Kedua, agama sebagai spirit bernegara. Pada model
ini negara tidak secara formal menganut agama tertentu, namun nulai-nilai agama
menjadi spirit penyelenggara, penyelenggaraan negara, dan terdapat jaminan dari
negara terhadap warga negara untuk memeluk agama tertentu dan beribadat
berdasarkan keyakinan agamanya itu.
Ketiga, negara sekuler. Pada negara model ini
terdapat pemisahan antara otoritas negara dan agama, atau secara ekstrem negara
tidak mengurus agama dan demikian juga agama tidak berkaitan dengan negara.
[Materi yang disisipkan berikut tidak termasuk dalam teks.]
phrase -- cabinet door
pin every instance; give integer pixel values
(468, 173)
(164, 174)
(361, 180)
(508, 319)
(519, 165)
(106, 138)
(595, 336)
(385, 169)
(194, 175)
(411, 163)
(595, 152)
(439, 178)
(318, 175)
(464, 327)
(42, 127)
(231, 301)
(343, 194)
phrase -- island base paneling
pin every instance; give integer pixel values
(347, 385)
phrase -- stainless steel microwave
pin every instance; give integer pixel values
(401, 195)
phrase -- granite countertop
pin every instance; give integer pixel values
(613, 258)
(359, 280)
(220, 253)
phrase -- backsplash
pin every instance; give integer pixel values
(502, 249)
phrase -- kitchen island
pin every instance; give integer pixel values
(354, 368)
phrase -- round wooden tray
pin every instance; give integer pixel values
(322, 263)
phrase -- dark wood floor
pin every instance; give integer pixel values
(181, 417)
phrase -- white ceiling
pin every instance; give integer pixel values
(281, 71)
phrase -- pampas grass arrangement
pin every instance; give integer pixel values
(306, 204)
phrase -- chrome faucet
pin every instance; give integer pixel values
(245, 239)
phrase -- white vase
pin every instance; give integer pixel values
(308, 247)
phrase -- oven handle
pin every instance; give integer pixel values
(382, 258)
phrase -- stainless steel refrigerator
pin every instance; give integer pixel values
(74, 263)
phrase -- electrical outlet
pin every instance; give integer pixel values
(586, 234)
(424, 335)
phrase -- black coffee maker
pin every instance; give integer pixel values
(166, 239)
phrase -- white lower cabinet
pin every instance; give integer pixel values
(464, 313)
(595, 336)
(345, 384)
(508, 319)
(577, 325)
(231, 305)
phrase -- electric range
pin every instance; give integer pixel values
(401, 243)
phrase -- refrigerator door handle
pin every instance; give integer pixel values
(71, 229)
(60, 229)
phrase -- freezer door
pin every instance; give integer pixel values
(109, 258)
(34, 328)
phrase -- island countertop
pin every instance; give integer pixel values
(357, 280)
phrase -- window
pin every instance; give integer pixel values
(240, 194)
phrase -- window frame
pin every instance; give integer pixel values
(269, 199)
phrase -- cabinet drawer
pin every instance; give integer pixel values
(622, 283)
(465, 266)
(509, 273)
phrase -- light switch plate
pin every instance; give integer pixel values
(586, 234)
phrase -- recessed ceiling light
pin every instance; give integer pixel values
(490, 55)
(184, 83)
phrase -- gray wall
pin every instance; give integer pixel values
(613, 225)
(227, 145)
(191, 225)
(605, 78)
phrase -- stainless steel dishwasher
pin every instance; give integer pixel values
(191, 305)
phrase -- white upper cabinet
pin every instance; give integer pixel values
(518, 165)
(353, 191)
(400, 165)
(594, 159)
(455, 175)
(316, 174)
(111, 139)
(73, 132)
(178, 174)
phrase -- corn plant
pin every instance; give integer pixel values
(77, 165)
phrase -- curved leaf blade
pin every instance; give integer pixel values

Dengan mengacu pada ketiga paradigma di atas, fiqh
salaf cenderung ke paradigma kedua. Indonesia tidak menganut kepada agama
tertentu, namun negara berdasarkan prinsip ketuhanan dan negara memberikan jaminan kebebasan beragama
kepada warganya. Hal ini tampak misalnya dalam pembahasan darul Islam
dan darul harb. Adapun darul Islam memiliki lima karakteristik.
1.
Negara yang dapat menjalankan
hukum-hukum Islam dan juga melaksanakan aturan-aturan dengan dasar syari’at Islam
sebagai kebijakan negara.
2.
Negara yang berpenduduk muslim
dapat menghidupkan hukum-hukum Islam di dalamnya.
3.
Negara yang mayoritas atau
penduduknya beragama Islam.
4.
Negara yang pemerintahannya
dikuasai oleh kaum muslimin, walaupun
sebagaian besar penduduknya tidak terdiri dari kaum muslimin.
5.
Negara yang dikuasai oleh kaum
non-muslim, akan tetapi kaum muslim dapat mengamalkan hukum Islam di dalamnya.
Berangkat dari
karakteristik tersebut, dapatkah Negara Kesatuan Republik Indonesia (NKRI)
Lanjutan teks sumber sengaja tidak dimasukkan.